Workers at Seatack-North Park sincerely want to hear collective bargaining come back.
Collective bargaining is important as it will help city workers unionize and negotiate with city leaders about working conditions. Such efforts would include aspects like benefits, pay and hours.
Only as recently as 2021 did Virginia from three states bar local government employees and staff from unionizing. Even the Virginia GA had voted on a bill in 2020 that could potentially overturn the ban. The duty now rests on the laurels of the local governments.
At the rally, a speaker by the name of Laura Goren made it known that public worker are able to collectively bargain similar similar to the private sector pals with local government.
Virginia Beach workers are thinking about laying their collective bargaining hopes and wishes on the agenda all for future purposes
Collective bargaining would allow city workers to unionize and start negotiations with city leaders about their working conditions. It would include aspects such as pay, benefits, and hours.
Until 2021, Virginia was one of three states that barred local government employees and public school staff from unionizing. The Virginia General Assembly voted on a bill in 2020 that overturned that ban, and now it is up to local governments. Virginia Beach workers are already struggling to stay afloat.
There are about four in ten city workers that will not able to support themselves at the standard that the city asks for.
There were other parts of Virginia, similar to Richmond and Arlington, that would pass collective bargaining in their own local governments. But it’s currently unknown if the whole issue will be discussed with Virginia Beach leaders.

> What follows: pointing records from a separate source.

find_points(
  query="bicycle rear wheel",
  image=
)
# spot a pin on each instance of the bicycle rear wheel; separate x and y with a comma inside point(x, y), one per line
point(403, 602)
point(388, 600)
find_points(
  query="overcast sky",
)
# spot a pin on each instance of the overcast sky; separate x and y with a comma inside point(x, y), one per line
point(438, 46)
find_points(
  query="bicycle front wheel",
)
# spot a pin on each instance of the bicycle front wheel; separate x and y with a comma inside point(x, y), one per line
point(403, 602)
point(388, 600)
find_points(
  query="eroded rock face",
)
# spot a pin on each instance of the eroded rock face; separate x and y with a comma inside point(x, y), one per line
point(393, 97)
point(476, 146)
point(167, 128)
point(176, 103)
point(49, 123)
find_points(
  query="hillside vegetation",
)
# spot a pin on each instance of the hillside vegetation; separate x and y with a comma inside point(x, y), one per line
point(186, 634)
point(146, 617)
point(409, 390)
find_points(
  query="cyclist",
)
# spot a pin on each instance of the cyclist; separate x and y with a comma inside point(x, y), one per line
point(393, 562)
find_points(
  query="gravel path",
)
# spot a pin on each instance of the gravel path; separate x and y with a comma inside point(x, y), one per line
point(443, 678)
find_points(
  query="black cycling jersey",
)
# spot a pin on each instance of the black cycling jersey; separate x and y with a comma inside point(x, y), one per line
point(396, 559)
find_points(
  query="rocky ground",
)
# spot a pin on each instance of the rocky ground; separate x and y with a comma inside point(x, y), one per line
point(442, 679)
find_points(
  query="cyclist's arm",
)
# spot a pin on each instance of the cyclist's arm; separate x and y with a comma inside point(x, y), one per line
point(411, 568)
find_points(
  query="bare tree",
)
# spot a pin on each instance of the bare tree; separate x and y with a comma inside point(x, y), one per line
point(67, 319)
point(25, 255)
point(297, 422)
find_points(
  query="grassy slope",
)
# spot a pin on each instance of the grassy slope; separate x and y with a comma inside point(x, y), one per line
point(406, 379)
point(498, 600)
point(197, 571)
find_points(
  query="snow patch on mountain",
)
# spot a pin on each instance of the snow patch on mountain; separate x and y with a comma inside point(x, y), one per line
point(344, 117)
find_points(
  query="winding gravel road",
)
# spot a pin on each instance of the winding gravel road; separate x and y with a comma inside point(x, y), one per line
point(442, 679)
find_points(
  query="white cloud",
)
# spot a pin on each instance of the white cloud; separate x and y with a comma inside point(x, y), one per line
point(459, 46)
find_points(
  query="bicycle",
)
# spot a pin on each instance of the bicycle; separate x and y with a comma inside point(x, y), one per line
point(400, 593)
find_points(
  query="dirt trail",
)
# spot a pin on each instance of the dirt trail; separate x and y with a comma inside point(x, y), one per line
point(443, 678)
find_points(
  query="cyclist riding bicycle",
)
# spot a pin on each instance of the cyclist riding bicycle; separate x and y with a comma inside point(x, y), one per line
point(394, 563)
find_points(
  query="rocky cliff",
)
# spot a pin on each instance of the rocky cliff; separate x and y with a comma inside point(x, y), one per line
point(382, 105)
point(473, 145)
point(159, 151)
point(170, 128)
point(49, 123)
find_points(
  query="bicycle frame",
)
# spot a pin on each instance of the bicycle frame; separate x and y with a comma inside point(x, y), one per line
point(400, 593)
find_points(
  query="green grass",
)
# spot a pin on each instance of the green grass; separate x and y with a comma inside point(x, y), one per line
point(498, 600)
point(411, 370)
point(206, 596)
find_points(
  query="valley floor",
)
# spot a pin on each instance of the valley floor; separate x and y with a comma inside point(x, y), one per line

Public employees could certainly benefit from collective bargaining rights, seeing how this would increase pay for levels closer to where it may be obtained in the private sector. In total, the public sector’s collective bargaining had their pay boosted by 5% to 8% while the clear standards provided by unionization would specifically help Black and Latinx workers. Women, comprising of the whole local government workers could also benefit from collective bargaining.
This matters since discrimination against people of color and women would show for lesser paychecks than those received by white men, with the exact same education and experience in public and private sector employment.
Virginia has it tough. Local employees are getting paid 29.9% less than private-sector counterparts, whom may have similar educations. It’s also true for public employees who collectively bargain with small pay penalties. Some states have a policy similar to Virginia’s new law that would allow but isn’t requiring localities to allow employees to collectively bargain, with the general pay gap for employees to be 16.6%. If collective bargaining was intact, those rights would allow the pay gap to be less. About 10.5% to be exact.
So the very fact is, it would be radically important for unions to raise pay for individuals who for way too long have been underpaid in comparison to experience and educational levels. This would therefore create more equitable policies in the workplace.